The RSET team, comprising Libin Varghese and Mebin Joseph, both pursuing their masters in electrical and electronics engineering, explained that I-Socket worked like a switchboard; but with many advanced features and intelligence.

“This device has got two advanced features - in the self learning routine method, our system will study the users' behaviour in using household electrical equipment for a period of one week and automatically turn them off when the user forgets to do so. The system will automatically monitor the total electric power usage in each room and display the value on a LCD screen, always informing the user about power wastage,” Varghese said.

Adding, Joseph said that in the phantom power detection mode, the system would automatically detect whether the active equipment are in standby mode, and if they are in the state for a long time they will be automatically switched off. “Our system will save 20 per cent of electricity and thereby end up saving 30 per cent of the electricity bill,” Joseph said.

The challenge invited entries from candidates who had original ideas with a social relevance. Themes they had to choose from were productivity, sustainability and disruption of old ideas.  

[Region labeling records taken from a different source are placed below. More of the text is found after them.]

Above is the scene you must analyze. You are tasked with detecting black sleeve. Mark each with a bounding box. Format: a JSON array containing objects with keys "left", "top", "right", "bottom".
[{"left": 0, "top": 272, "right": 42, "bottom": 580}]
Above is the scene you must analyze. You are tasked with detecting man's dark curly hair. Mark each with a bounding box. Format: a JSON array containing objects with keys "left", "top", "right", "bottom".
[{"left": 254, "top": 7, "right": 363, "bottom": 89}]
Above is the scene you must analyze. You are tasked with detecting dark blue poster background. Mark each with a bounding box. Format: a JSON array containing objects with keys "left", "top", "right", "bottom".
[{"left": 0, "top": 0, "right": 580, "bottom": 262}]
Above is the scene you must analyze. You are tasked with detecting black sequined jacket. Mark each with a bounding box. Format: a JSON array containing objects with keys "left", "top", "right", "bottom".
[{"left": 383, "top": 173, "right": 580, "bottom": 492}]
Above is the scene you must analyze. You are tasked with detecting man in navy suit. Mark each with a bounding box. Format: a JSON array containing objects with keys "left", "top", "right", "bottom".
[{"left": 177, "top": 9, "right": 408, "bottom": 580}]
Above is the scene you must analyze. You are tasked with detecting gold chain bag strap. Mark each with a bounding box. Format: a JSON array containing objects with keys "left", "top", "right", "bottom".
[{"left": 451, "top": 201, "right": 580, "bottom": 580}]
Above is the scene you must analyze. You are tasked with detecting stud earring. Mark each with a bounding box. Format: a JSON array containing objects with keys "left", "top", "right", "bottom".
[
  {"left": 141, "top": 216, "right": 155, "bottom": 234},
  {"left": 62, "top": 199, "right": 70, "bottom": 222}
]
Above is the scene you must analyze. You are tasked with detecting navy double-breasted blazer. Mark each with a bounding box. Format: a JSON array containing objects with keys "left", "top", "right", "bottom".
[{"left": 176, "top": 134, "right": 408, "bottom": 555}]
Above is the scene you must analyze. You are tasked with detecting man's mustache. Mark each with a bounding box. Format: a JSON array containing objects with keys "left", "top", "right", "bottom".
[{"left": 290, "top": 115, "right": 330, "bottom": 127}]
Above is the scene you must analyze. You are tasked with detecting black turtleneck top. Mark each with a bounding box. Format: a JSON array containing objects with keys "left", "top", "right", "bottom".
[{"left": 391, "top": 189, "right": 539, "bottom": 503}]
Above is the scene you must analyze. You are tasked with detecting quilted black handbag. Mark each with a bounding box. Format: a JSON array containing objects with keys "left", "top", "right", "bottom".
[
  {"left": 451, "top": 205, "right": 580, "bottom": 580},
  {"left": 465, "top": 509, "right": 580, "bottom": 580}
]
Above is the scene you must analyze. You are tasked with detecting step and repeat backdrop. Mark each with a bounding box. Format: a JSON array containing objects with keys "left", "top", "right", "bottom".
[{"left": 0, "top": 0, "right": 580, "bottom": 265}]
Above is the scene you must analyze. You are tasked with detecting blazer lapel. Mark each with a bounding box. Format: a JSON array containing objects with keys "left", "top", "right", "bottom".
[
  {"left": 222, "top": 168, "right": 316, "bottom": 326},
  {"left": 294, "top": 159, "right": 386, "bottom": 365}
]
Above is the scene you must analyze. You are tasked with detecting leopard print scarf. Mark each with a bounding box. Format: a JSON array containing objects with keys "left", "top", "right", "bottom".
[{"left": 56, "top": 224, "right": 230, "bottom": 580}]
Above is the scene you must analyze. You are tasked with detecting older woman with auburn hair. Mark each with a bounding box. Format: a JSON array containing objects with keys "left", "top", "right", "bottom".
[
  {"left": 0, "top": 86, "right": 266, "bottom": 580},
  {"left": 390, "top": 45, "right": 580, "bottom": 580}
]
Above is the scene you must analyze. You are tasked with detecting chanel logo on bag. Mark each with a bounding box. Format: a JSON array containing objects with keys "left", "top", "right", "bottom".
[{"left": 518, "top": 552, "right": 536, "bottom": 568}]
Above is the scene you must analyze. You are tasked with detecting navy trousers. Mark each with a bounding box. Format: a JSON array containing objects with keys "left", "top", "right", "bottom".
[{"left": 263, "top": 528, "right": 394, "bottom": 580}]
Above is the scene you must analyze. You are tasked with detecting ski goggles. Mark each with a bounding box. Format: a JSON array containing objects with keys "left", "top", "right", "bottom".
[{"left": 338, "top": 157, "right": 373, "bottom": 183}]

Talking about their project, Nitish Kumar Singh, a student of biological sciences at department of biotechnology, IIT Madras and Venkata Subrahmanyan G, a student of biological engineering at the same department said, “Our innovation is to treat domestic waste water upto a significant level and harness energy from the grown microalgae. Also, we would genetically modify the microalgae to reduce the harvesting and processing costs.”

Ask for what purposes can this harnessed energy be used, and the team said,“ For the production of ethanol and bio-diesel from the lipids of microalgal biomass.

The leftover biomass which includes carbohydrate, protein and other nutrients could be used as fodder for cattle and aquaculture.”The winners were awarded a cash prize of Rs 2 lakh, Rs 1 lakh and Rs 75,000 respectively.